Nvidia Cosmos 3
6 hours ago
- #Autonomous Vehicles
- #Artificial Intelligence
- #Robotics
- NVIDIA Cosmos 3 is a frontier foundation model for physical AI, unifying physical reasoning, world generation, and action generation in a single open model.
- It features a Mixture-of-Transformers architecture with a reasoner tower for multimodal interpretation and a generator tower for physics-aware video and action outputs.
- Two model sizes are available: Cosmos 3 Nano (16B parameters) for efficient, real-time inference and Cosmos 3 Super (64B parameters) for maximum quality and capability.

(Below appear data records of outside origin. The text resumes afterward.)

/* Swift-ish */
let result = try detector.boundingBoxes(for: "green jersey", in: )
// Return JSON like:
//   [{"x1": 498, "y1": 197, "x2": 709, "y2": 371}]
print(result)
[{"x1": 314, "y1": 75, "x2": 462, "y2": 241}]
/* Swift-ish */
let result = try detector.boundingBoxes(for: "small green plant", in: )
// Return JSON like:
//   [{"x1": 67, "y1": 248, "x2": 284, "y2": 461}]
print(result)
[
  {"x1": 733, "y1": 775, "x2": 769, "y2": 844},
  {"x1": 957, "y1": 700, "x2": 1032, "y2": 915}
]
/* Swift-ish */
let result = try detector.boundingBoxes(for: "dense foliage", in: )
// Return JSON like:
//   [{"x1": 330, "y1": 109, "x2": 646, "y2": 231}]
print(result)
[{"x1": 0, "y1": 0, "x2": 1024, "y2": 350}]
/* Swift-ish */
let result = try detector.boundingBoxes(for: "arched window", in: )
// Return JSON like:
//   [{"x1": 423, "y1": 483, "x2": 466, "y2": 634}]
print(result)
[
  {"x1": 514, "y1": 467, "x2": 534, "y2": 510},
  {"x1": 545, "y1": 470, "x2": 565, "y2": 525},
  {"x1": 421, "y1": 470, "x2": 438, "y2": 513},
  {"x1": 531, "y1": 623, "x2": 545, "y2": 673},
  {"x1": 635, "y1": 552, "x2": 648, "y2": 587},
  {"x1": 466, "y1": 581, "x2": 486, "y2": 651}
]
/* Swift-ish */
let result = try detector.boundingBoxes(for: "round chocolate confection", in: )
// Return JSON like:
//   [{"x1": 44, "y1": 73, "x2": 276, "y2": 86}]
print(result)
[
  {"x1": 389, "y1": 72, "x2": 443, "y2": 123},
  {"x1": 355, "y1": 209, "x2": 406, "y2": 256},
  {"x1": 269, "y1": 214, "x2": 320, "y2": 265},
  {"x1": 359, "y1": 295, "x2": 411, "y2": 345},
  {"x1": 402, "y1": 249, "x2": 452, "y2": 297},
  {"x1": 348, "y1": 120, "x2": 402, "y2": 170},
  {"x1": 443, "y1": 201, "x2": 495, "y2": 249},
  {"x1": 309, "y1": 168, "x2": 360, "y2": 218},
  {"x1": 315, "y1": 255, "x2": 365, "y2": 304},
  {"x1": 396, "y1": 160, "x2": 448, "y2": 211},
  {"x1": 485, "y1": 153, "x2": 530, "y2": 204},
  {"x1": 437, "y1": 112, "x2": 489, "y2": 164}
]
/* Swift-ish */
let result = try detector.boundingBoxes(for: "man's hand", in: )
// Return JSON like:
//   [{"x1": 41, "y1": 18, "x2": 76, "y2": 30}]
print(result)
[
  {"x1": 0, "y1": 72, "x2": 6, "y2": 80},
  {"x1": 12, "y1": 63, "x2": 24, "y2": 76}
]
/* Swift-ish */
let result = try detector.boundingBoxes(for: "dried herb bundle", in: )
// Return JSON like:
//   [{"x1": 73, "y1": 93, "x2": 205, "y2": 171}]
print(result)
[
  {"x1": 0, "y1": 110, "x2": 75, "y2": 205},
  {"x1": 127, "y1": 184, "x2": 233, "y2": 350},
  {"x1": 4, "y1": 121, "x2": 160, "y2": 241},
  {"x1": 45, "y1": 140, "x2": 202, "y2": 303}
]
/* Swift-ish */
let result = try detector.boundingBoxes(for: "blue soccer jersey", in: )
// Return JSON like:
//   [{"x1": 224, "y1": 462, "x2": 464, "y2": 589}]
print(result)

- The model supports diverse input and output modalities, including text, image, video, and action, for applications like robotics, autonomous vehicles, and smart spaces.
- NVIDIA is open-sourcing model checkpoints, datasets, training scripts, and deployment tools to foster reproducible physical AI development.
- Six synthetic data generation datasets covering robotics, physics, and driving are released for post-training and adaptation.
- The NVIDIA Cosmos Human Evaluation (HUE) framework provides objective fact verification for assessing video generation quality across physical AI domains.
- Cosmos 3 leads in benchmarks such as VANTAGE-Bench, PAI-Bench, and RoboLab for reasoning and generation tasks.
- Training recipes include supervised fine-tuning and action post-training for customizing the model to specific domains and embodiments.
- Deployment is optimized through NVIDIA NIM microservices with features like quantization, vLLM, and efficient video sampling for accelerated inference.